Looking back, many PUF architectures have been proposed during the last two decades, various intrinsic properties being exploited, with many distinct classes identified [25]. This field encompasses so many implementations, technologies and design principles that two different perspectives to classify PUF architectures were used in that review. However, taking into account the scope and field of our study, i.e. RFID, we consider that the second classification (PUF tree), based on mechanism and evaluation parameter, is more relevant. In this regard, the PUF implementations fall into four classes: electronic, optical, radio frequency and magnetic PUFs. Furthermore, since RFID tags have limited chip area and (power) design constraints, it is obvious that electronic PUF architectures, known also as silicon-PUF, are of interest for our study.
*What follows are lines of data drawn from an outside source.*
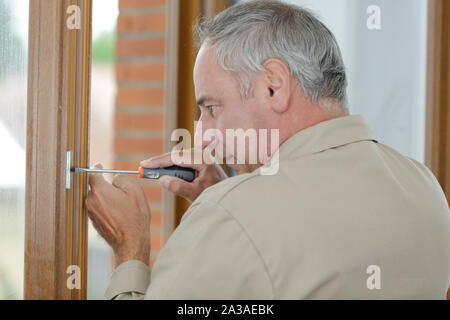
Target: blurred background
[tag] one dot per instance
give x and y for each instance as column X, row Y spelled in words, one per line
column 141, row 88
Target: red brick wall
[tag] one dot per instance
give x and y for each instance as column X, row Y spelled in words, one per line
column 140, row 111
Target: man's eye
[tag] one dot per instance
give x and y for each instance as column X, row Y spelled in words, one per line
column 212, row 110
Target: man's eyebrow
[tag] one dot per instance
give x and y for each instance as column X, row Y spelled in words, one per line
column 201, row 101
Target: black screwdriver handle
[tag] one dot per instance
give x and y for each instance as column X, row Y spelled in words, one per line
column 187, row 174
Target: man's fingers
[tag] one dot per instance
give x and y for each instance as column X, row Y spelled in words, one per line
column 122, row 182
column 177, row 186
column 193, row 160
column 96, row 179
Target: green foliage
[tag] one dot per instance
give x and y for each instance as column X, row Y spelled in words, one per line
column 12, row 51
column 103, row 48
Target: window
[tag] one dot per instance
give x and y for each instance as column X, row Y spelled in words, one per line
column 13, row 86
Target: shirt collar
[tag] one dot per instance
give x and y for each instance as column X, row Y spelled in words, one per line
column 326, row 135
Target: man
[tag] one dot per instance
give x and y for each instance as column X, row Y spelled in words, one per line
column 343, row 217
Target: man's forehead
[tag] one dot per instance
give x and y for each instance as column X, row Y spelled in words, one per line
column 207, row 74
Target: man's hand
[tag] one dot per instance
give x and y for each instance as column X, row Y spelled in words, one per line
column 120, row 213
column 208, row 175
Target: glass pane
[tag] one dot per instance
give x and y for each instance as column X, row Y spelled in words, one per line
column 13, row 89
column 103, row 91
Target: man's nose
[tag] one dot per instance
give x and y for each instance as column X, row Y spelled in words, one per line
column 202, row 127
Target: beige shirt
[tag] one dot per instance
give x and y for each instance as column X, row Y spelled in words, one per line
column 343, row 214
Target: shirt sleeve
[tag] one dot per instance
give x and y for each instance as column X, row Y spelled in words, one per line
column 209, row 256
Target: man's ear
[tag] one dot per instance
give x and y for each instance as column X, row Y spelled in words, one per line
column 277, row 82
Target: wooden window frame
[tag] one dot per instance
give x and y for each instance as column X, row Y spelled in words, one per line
column 437, row 154
column 58, row 121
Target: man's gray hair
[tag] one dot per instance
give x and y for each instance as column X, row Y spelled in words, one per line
column 247, row 34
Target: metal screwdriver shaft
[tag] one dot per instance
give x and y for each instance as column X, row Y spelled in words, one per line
column 105, row 171
column 187, row 174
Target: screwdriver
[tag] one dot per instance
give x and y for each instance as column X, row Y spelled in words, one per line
column 187, row 174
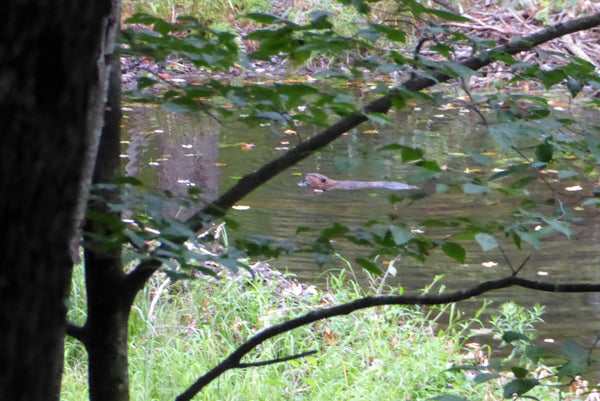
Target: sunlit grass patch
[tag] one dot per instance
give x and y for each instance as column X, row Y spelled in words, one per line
column 179, row 331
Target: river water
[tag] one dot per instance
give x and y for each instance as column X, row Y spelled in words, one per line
column 173, row 152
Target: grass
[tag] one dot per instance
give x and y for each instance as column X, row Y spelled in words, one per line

Silicon-based PUFs involve conventional integrated circuit design techniques. Two essential design hints are identified regarding the implementation of a particular silicon-based PUF architecture:

  1. A PUF architecture should generate at its output a unique sequence, useful either for authentication or cryptographic key generation, developed based on silicon intrinsic (physical) particularities. Therefore, no memory cells are allowed to store such a (PUF response) sequence. However, a (SRAM or DRAM) memory cell could be used to implement a PUF cell and thus generate a single bit of the PUF response because we are not interested in the binary value memorized in that cell but rather of the transition speed and delay, which are specific to that particular cell;

  2. When it comes to intrinsic behavior, PUF construction starts either at transistor or system level. In the first case, it exploits certain anomalies in transistor functionality that could identify a particular circuit similar to a fingerprint, such implementation being reported in some references as analog PUF. In the second case, it uses specific differences that appear when connecting identical logic gates, as it is the case of ring oscillators or SRAM/DRAM cells array. In such implementation, the randomness property is based on intrinsic variations, at gate level, but the property is exploited and adjusted by digital designers in such manner that the spread of generated patterns (responses) is extended as much as possible. This is the reason why, such class of PUF architectures is reported in literature as digital PUF. The system-level approach favors FPGA based PUF implementations, the FPGA having all digital gates already manufactured, hence it lacks access to the transistor level. The most part of the PUF articles published during the last decade make use of FPGA. Either way, silicon PUF implementation is uniquely favored by the tolerance inherent to manufacturing process, the leading cause of device mismatching. It seems that what deteriorates the real performances of a particular silicon product, becomes quite useful for chip identification/cloning detection and key generation.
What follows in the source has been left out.